A USS Enterprise neste décimo terceiro filme da trama tem a missão de resgatar uma tripulação amiga que está perdida em uma nébula muito distante e desconhecida. Capitão James T. Kirk (Chris Pine) segue junto com Spock (Zachary Quinto) e Leonard McCoy (Karl Urban) em resgate e lá acaba tendo a nave destruída e são obrigados a abandoná-la, caindo em um planeta desconhecido. Tudo não passa de uma armadilha de um inimigo da Federação Unida dos Planetas. E, então, começa o que os fãs mais ardorosos da trama adoram: propulsores de dobra no tempo são ativados, personagens são teletransportados de um lugar a outro por meio de dispositivos não muito diferentes de um telefone celular e abre-se um mundo de tecnologia ultra-avançada que agora nos parece muito mais possível do que quando a saga estreou em 1966. E as condições da Física ilustradas por Albert Einstein - espaço-tempo, energia, luz e gravidade - tornam-se conceitos deliciosamente simples.
Apenas uma ressalva. O vilão Krall, interpretado pelo excelente ator Idris Elba, poderia ter brilhado mais e ter tido mais espaço no roteiro, assim como aconteceu com Benedict Cumberbatch em Star Trek – Além da Escuridão (2013). Talvez por isso o longa tenha perdido um pouco o tom mais filosófico, uma das marcas do enredo, já que não teve um peso maior para o conflito vivido pelo inimigo.

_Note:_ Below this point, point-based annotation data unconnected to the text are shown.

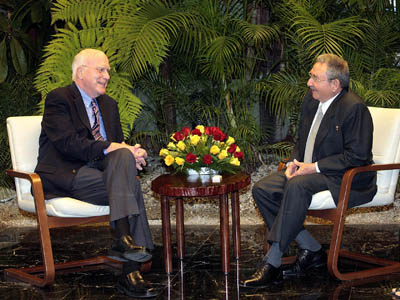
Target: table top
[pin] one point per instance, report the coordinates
(180, 185)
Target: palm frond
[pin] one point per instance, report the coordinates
(142, 33)
(55, 71)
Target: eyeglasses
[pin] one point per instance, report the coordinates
(316, 79)
(101, 70)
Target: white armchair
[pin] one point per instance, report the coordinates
(386, 152)
(23, 133)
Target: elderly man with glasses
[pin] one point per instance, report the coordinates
(82, 155)
(335, 134)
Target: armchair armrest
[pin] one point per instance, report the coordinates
(348, 177)
(37, 188)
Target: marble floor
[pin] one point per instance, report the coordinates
(199, 276)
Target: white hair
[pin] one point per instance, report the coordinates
(82, 57)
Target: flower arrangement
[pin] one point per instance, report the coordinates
(202, 147)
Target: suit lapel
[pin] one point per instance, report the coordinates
(80, 106)
(326, 121)
(105, 114)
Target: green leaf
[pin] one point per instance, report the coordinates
(3, 61)
(36, 12)
(18, 57)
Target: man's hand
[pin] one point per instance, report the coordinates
(290, 170)
(139, 153)
(296, 168)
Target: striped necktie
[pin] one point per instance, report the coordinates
(311, 137)
(96, 125)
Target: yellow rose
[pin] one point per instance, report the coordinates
(181, 145)
(194, 139)
(223, 154)
(169, 160)
(164, 152)
(179, 161)
(234, 161)
(230, 141)
(171, 146)
(201, 128)
(214, 149)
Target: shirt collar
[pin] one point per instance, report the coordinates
(85, 97)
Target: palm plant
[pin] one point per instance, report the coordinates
(133, 34)
(369, 40)
(22, 34)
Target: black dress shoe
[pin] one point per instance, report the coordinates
(265, 275)
(305, 261)
(133, 285)
(125, 248)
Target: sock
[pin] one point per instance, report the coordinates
(130, 266)
(122, 227)
(274, 255)
(306, 241)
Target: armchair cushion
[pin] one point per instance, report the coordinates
(23, 133)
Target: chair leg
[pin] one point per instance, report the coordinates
(39, 276)
(44, 275)
(384, 266)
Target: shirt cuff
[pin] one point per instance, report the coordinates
(316, 167)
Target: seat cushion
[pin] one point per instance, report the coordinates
(65, 207)
(324, 200)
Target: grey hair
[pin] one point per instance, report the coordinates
(337, 68)
(81, 59)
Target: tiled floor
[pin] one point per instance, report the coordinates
(199, 276)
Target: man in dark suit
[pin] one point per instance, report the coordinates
(82, 155)
(335, 134)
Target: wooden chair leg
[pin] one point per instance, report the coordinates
(236, 224)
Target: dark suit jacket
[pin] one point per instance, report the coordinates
(66, 142)
(343, 141)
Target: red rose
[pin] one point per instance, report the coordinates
(210, 130)
(207, 159)
(185, 131)
(239, 155)
(196, 132)
(178, 136)
(191, 158)
(232, 148)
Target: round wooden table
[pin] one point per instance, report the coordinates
(178, 186)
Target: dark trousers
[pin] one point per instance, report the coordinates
(113, 181)
(283, 204)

Mas, com a estreia da série Star Trek: Discovery no Netflix no ano que vem, abre-se novas possibilidades para futuros longas. Por mim, poderia ter um filme todo ano. Enquanto isso, o Netflix disponibiliza aos poucos os 727 episódios da série de TV, desde o clássico de 1966. Os filmes do reboot também já estão no serviço de streaming. Já são 50 anos de lançamento da franquia. Como diria um vulcano, vida longa e próspera.